The 3 major concepts I tried to incorporate in the Inertia model -
Fundamental stimuli exchanges into psychological energy: Like a bat hitting a ball, where the bat velocity is the fundamental element, and the ball’s reaction to being hit, is human interpretation. But with one key difference, the ball will completely obey the fundamentals, where human psychology will overvalue or undervalue the fundamentals. It will overvalue due to forward pricing and speculation, and undervalue due to misinterpretation of the fundamental effect.
“The elastic band theory” - Fair value & price discovery: Once price has been set in motion by a fundamental force we enter a period of price discovery as the markets search for fair value. In this scenario there are two forces: 1) Current Fundamental Value and 2) Forward-Priced Value. Current fundamental value tends to lag behind forward-prices value. Imagine they are both attached to either end of an elastic band. When they are close to each other, there is little tension and price can move freely with little resistance; when they diverge or forward-priced value runs too far ahead of Current fundamental value, tension builds and one of a few scenarios must play out. 1) Forward-priced value must return to real current value (A correction) 2) Forward-priced value can range while real current value catches up (A consolidation) 3) A Snap pricing event: A snap pricing event is similar to an elastic band snapping.
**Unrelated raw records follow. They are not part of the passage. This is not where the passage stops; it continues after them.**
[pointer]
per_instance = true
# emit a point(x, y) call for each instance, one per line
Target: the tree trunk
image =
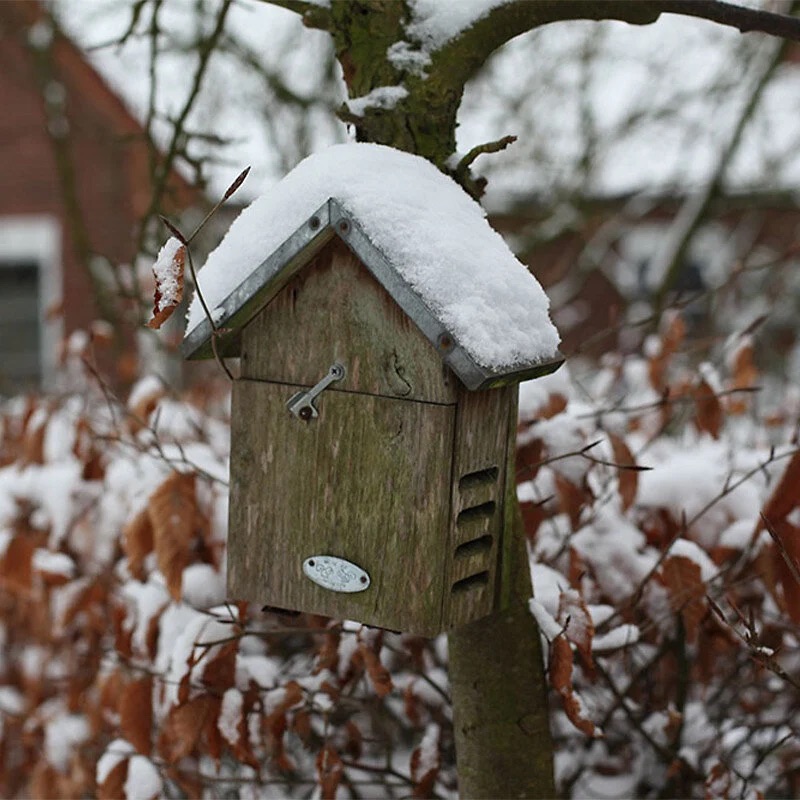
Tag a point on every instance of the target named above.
point(502, 734)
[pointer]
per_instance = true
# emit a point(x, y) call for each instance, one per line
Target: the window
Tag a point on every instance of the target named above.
point(30, 284)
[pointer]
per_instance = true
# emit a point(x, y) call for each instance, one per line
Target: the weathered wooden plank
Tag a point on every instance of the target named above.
point(479, 459)
point(367, 481)
point(334, 310)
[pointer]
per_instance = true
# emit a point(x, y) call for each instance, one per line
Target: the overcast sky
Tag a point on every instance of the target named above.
point(638, 96)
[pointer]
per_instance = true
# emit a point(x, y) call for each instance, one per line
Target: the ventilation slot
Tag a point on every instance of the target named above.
point(474, 548)
point(481, 512)
point(473, 479)
point(473, 582)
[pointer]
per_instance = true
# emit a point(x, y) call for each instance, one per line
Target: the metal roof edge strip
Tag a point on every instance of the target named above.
point(259, 287)
point(333, 219)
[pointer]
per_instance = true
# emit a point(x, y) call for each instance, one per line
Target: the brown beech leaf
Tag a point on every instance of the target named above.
point(329, 772)
point(786, 565)
point(113, 787)
point(561, 681)
point(533, 515)
point(571, 499)
point(168, 272)
point(785, 496)
point(136, 713)
point(33, 442)
point(574, 616)
point(16, 565)
point(424, 769)
point(328, 655)
point(628, 478)
point(378, 674)
point(137, 542)
point(220, 673)
point(173, 513)
point(111, 686)
point(529, 459)
point(708, 410)
point(686, 590)
point(184, 725)
point(354, 744)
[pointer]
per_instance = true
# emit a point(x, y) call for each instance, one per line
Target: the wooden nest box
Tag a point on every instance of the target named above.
point(369, 449)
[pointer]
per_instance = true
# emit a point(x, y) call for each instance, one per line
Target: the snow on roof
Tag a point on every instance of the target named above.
point(432, 233)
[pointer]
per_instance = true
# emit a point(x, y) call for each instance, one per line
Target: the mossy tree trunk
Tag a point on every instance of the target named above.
point(503, 742)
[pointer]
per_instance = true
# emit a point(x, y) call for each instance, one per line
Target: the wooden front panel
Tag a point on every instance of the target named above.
point(334, 310)
point(368, 481)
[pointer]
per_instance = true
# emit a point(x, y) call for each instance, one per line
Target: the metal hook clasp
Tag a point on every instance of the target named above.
point(302, 405)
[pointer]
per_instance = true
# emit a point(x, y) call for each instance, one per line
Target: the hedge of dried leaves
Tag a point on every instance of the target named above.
point(661, 507)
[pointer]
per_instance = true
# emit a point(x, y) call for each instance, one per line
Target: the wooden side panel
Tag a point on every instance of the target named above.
point(334, 310)
point(478, 484)
point(368, 481)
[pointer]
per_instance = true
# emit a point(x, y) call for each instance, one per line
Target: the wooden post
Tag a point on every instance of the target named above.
point(500, 715)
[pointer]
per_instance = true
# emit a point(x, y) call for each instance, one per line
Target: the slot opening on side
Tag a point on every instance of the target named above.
point(478, 478)
point(483, 544)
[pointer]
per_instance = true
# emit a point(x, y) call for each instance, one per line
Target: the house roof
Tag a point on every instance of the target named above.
point(426, 242)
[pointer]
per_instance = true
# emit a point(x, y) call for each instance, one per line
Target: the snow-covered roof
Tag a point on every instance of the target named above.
point(425, 240)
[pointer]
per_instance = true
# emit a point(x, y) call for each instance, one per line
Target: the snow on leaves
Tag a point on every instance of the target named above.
point(685, 572)
point(168, 273)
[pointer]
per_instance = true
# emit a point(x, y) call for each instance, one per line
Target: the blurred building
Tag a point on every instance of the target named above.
point(74, 180)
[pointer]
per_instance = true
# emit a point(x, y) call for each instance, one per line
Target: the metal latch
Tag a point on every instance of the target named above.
point(302, 403)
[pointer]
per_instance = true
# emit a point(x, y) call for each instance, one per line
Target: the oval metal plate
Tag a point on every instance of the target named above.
point(336, 574)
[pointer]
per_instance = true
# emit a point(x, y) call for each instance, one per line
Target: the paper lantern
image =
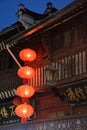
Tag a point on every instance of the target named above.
point(25, 91)
point(27, 55)
point(24, 110)
point(26, 72)
point(17, 101)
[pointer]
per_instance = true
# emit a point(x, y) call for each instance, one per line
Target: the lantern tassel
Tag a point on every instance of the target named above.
point(23, 120)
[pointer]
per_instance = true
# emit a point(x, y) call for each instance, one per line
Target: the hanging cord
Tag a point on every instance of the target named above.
point(14, 58)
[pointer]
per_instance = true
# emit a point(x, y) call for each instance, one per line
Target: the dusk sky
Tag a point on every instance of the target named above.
point(8, 9)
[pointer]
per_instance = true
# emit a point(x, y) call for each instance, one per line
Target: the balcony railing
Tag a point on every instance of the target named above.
point(70, 67)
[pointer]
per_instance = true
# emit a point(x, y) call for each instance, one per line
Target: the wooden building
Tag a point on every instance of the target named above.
point(59, 38)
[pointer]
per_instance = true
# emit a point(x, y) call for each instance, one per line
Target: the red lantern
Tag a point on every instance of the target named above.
point(25, 91)
point(24, 110)
point(17, 101)
point(27, 55)
point(26, 72)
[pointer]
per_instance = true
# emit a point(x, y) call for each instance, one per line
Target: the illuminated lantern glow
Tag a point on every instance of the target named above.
point(26, 72)
point(17, 101)
point(27, 55)
point(25, 91)
point(24, 110)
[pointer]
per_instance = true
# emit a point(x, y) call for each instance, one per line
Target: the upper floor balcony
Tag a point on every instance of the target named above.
point(69, 66)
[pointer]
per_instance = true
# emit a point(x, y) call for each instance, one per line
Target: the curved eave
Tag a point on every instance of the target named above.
point(74, 7)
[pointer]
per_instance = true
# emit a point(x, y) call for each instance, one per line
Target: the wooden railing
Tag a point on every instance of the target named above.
point(70, 67)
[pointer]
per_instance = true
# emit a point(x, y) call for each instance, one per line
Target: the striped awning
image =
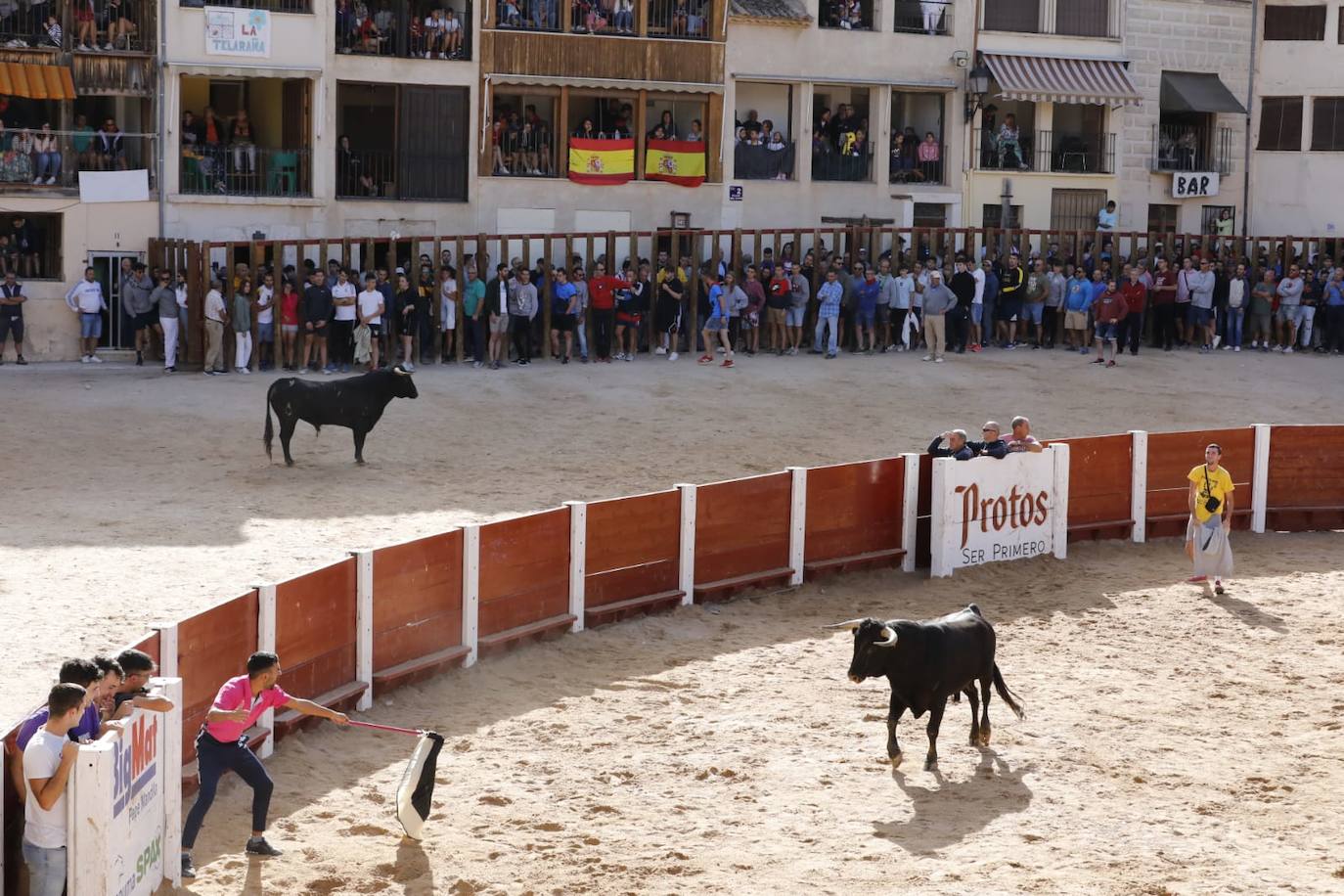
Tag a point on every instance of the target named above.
point(36, 82)
point(1102, 82)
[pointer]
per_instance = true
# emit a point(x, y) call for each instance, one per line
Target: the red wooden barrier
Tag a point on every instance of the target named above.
point(1305, 479)
point(1170, 460)
point(632, 557)
point(315, 639)
point(740, 535)
point(524, 578)
point(212, 647)
point(417, 608)
point(855, 515)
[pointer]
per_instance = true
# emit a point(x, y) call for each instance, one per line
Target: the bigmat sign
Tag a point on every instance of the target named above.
point(125, 820)
point(985, 511)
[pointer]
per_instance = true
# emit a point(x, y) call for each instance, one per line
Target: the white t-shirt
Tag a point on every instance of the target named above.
point(344, 291)
point(265, 308)
point(369, 304)
point(45, 828)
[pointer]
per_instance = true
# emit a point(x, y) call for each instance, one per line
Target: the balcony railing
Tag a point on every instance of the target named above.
point(74, 151)
point(403, 31)
point(1071, 18)
point(923, 17)
point(1192, 148)
point(836, 165)
point(908, 166)
point(1049, 151)
point(757, 161)
point(241, 169)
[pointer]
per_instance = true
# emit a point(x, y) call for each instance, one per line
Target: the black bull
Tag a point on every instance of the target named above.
point(926, 662)
point(355, 402)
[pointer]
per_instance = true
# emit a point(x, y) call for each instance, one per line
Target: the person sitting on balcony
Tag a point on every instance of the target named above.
point(121, 24)
point(47, 152)
point(1009, 140)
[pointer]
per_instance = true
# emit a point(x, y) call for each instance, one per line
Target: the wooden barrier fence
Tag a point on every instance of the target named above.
point(383, 618)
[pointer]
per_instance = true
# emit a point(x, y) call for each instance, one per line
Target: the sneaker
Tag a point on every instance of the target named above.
point(258, 846)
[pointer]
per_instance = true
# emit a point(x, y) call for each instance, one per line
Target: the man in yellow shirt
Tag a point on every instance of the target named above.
point(1210, 520)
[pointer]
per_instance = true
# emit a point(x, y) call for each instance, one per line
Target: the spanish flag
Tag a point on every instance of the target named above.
point(676, 161)
point(601, 161)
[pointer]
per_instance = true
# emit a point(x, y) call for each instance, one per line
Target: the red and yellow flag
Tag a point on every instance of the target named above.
point(676, 161)
point(601, 161)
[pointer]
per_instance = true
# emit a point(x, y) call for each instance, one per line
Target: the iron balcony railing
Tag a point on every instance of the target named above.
point(244, 169)
point(1192, 148)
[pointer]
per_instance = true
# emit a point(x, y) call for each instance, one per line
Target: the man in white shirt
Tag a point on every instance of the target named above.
point(371, 310)
point(343, 323)
point(85, 298)
point(47, 763)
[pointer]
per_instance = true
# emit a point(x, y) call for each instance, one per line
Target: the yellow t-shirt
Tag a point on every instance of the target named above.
point(1219, 484)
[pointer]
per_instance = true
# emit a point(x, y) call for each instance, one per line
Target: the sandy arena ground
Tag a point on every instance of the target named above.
point(136, 497)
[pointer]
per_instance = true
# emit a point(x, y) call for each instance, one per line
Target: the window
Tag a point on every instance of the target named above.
point(1281, 124)
point(1328, 124)
point(1161, 219)
point(1075, 208)
point(401, 141)
point(1294, 23)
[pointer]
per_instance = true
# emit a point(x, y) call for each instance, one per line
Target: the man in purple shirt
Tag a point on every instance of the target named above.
point(222, 745)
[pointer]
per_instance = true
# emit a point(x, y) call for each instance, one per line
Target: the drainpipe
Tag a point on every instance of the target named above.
point(1250, 107)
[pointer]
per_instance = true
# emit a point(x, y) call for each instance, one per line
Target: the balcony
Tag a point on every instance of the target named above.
point(922, 17)
point(1066, 18)
point(1046, 151)
point(1192, 148)
point(406, 29)
point(245, 171)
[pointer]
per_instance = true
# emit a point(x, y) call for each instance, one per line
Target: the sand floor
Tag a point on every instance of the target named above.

The snapping always occurs at the forward-priced value and results in a whip-saw pricing effect. Here the price very quickly slings to the current fundamental value, and will move significantly below/above (depending on the circumstance) the current fundamental value. From here price will whip around and consolidate around the current fundamental value before returning to a less volatile price discovery mechanism. A snap pricing event is caused by many things, here are a few examples: Euphoric exuberance, price manipulation, Extreme undervaluation of the fundamentals and transient events (otherwise known as black swan events).
Inertia Degradation: The longer price trends; following the initial inertia level’s phase, the more likely it is to go into a major correction or consolidation. Like throwing a ball up as high as you can, eventually that energy will be nulled by gravity.